Tried restoring from 4 different restore points - none would work! Some progress now, though. I've managed to connect the printer successfully via my wife's laptop as a shared printer: it rejected the Windows 7 drivers, but then allowed me to copy the XP drivers from the installation disc. So I don't think there is now a driver problem. After many attempts, I have now managed to find the printer using Control Panel/Printer/Add Printer. Unfortunately it still doesn't work! Obviously I can now print via the laptop, but only while it's switched on, so I still need to be able to print direct from the desktop. Can you help?


----------



## oscer1 (Jan 27, 2010)

ok try manual installing the printer driver 
Go to the Device Manager
Right click printer)>Update
Select: No, not this time
Select: Install from a list or specific location (Advanced)
Select: Include this location in the search
Select Browse and browse to the drive you have disk in.
XP should install the driver.


----------



## Graham Everest (Nov 15, 2010)

There's no printer in the Device Manager!


----------



## oscer1 (Jan 27, 2010)

goto control panel- printers add new printer follow the promps and where it says have disk click on that see if you can do it that way


----------



## Graham Everest (Nov 15, 2010)

Yes. Have done that and printer is listed there OK. Have checked IP of printer (192.168.0.3) and that TCP/IP Port matches this, so all should be working as far as I can see, but still will not print - Error Message "Printer not responding".
I've actually now installed 2 copies - 1 using the driver from the installation CD and 1 using the driver from Windows Update - but neither respond.
Rebooting doesn't solve it either!


----------



## JimE (Apr 16, 2009)

Many printers have issues when not used directly connected. The software installation CD's are geared towards having the printer connected to the PC. When doing network printer installations, you are on your own.

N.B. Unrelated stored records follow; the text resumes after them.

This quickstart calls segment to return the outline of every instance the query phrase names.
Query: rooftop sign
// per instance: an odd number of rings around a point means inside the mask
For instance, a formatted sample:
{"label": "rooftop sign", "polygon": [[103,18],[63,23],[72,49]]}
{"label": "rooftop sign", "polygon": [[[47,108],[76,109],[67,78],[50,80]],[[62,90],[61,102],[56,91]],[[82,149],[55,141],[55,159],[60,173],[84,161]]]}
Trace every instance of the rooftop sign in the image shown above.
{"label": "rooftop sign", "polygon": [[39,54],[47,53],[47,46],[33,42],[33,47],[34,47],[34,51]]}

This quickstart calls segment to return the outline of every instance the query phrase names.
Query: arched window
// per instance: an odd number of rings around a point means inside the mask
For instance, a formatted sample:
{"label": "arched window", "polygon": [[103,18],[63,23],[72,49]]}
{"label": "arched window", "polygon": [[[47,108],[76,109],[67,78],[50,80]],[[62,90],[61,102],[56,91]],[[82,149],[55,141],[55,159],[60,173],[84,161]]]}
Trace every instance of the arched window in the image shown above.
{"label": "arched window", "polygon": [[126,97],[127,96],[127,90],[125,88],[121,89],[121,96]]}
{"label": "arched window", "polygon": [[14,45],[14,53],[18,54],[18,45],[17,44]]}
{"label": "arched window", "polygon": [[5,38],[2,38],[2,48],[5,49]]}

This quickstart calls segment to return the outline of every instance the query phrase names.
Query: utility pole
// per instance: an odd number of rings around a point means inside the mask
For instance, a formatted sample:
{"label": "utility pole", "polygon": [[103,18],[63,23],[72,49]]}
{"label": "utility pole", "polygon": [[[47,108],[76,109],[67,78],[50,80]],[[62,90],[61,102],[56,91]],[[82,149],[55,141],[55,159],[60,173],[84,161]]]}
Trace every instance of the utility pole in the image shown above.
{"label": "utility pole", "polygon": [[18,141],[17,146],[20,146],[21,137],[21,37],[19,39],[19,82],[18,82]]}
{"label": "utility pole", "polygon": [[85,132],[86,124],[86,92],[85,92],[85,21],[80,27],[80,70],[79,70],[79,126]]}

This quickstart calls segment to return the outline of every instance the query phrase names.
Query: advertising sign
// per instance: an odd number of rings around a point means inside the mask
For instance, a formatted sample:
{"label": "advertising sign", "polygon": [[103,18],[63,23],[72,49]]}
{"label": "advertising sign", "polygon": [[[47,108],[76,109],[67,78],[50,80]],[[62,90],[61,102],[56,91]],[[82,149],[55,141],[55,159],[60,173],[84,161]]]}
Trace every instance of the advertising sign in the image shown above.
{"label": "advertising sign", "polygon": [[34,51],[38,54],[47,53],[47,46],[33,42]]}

At this point, you don't know if it's a PC, printer, or configuration issue.

Is the printer even pingable from your desktop?


----------



## Graham Everest (Nov 15, 2010)

Yes - I've learnt to do that today! Ping OK.
Would it help at all if I installed it via USB and then tried again on the Wifi?


----------



## JimE (Apr 16, 2009)

It will very likely be a matter of trial and error. But that would be my next step. Get it working properly when directly connected. Then you know the software and drivers are not an issue.


----------



## Graham Everest (Nov 15, 2010)

Connecting via USB is a problem too! It immediately finds the printer as MX870 but won't load drivers automatically nor manually from the installation disk (can't find *INF file - nor can I on a search). Drivers on the web only come as a zip file which automatically tries to install, but fails - with original error message "a newer version of MP drivers is already installed".


----------



## JimE (Apr 16, 2009)

The installation process is often very specific and the software will often prompt you WHEN to connect the printer. The HP software is the same way. 

Disconnect the printer, insert the CD and run setup.


----------



## Graham Everest (Nov 15, 2010)

Just tried this. Same error message about MP drivers. Ignored this, then continued: wouldn't install with automatic search, so tried again with Manual selection of port: chose LPT1 as no USB ports were offered. It said it was installed successfully, but when I tried a Test Page it came up again with "Printer not responding". Troubleshooter only advises updating Drivers - it just won't allow me to do this! Trying to update driver has, for the first time, told me it can't find file pm2kxp.cab: I've searched for this on the installation disk, the Canon website and Google - all with no results!


----------



## JimE (Apr 16, 2009)

It's not working because you chose LPT1, which is the parallel port. I know you didn't have a choice, but the lack of a choice is the problem. The installation software should be getting that data from the OS. So at this point, I'd suspect something is funky with the registry.


----------



## Graham Everest (Nov 15, 2010)

Assuming I have corrupted the Registry, I have restored all changes made by my Registry Editor, and (via Safe Mode) restored the system to a date in September, long before I had tried to install the printer or delete any older Canon programs. All these Canon programs and other entries in Canon Folders (e.g. in Downloads) have all been uninstalled using Revo, with traces also being removed by Revo at the Advanced level. But I still get the message "A newer version of MP Drivers is already installed"!
Is there any last chance of sorting this, or will I have to erase the hard drive and do a complete clean re-installation? I've spent DAYS on this and am getting really frustrated with it!


----------



## JimE (Apr 16, 2009)

I don't know what else that you can try. Personally, I would have given up and reloaded the OS a long time ago.


----------



## pghninja (Mar 1, 2011)

Go into Control Panel, Printers and Faxes. 
Click on File, Server properties. 
Click on Drivers tab. Remove any appliable drivers from there.


----------